Scatter plots in MATLAB - Time & Space Complexity
When creating scatter plots, we want to know how the time to draw points grows as we add more data.
We ask: How does the program's work increase when the number of points increases?
Analyze the time complexity of the following code snippet.
% x and y are vectors of data points
x = rand(1, n);
y = rand(1, n);
scatter(x, y);
This code creates a scatter plot of n points by plotting each x and y coordinate pair.
Identify the loops, recursion, array traversals that repeat.
- Primary operation: Plotting each point on the graph.
- How many times: Once for each of the n points in the data.
As the number of points increases, the time to plot grows roughly in direct proportion.
| Input Size (n) | Approx. Operations |
|---|---|
| 10 | 10 plot operations |
| 100 | 100 plot operations |
| 1000 | 1000 plot operations |
Pattern observation: Doubling the points roughly doubles the work needed to plot them.
Time Complexity: O(n)
This means the time to create the scatter plot grows linearly with the number of points.

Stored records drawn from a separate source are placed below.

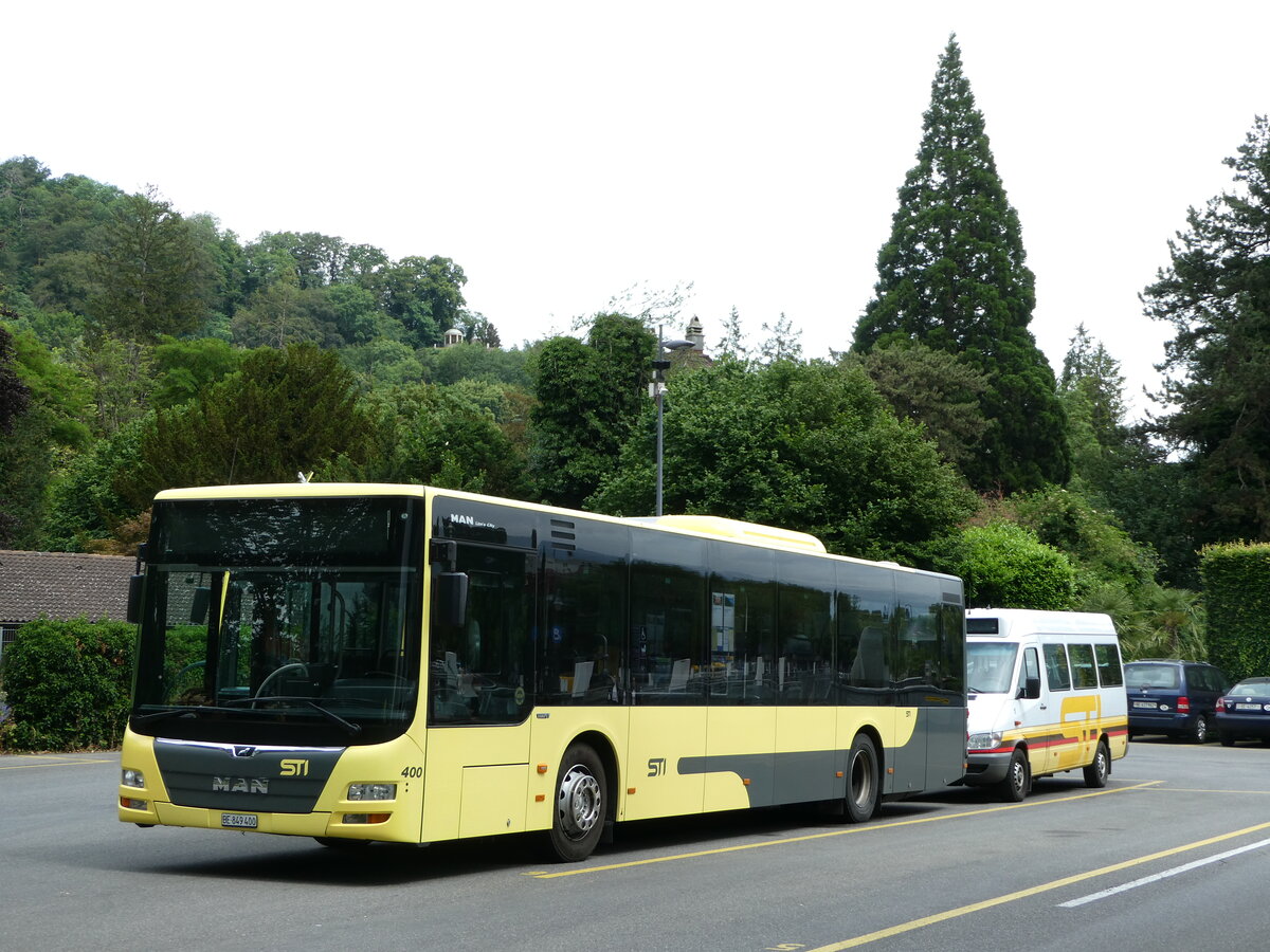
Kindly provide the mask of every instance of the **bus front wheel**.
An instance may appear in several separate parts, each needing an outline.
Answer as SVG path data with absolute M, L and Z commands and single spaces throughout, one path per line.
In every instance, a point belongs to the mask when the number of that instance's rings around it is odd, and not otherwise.
M 867 734 L 857 734 L 847 760 L 847 820 L 865 823 L 872 817 L 880 795 L 878 749 Z
M 554 858 L 577 863 L 591 856 L 605 831 L 606 807 L 605 765 L 599 755 L 587 744 L 572 744 L 556 774 L 549 834 Z

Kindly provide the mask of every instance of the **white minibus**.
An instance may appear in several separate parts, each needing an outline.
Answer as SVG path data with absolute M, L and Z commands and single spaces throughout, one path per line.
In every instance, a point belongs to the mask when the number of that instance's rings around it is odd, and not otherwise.
M 1102 787 L 1125 755 L 1129 716 L 1120 640 L 1088 612 L 970 608 L 966 628 L 966 776 L 1007 801 L 1036 777 L 1082 769 Z

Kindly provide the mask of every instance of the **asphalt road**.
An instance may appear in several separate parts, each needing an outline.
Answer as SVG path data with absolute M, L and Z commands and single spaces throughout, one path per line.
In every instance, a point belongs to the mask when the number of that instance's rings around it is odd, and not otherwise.
M 116 820 L 117 754 L 0 757 L 0 949 L 1267 947 L 1270 748 L 1139 739 L 1102 791 L 947 790 L 635 824 L 584 863 L 527 838 L 349 856 Z

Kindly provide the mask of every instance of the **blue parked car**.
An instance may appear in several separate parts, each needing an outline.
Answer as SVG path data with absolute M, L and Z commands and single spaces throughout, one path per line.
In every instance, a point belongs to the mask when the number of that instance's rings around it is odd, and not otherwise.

[X] Wrong: "Plotting many points takes the same time as plotting just a few points."
[OK] Correct: Each point requires a separate operation, so more points mean more work and more time.
Understanding how plotting time grows helps you explain performance when working with large data sets in real projects.
"What if we used a different plotting function that groups points together? How would the time complexity change?"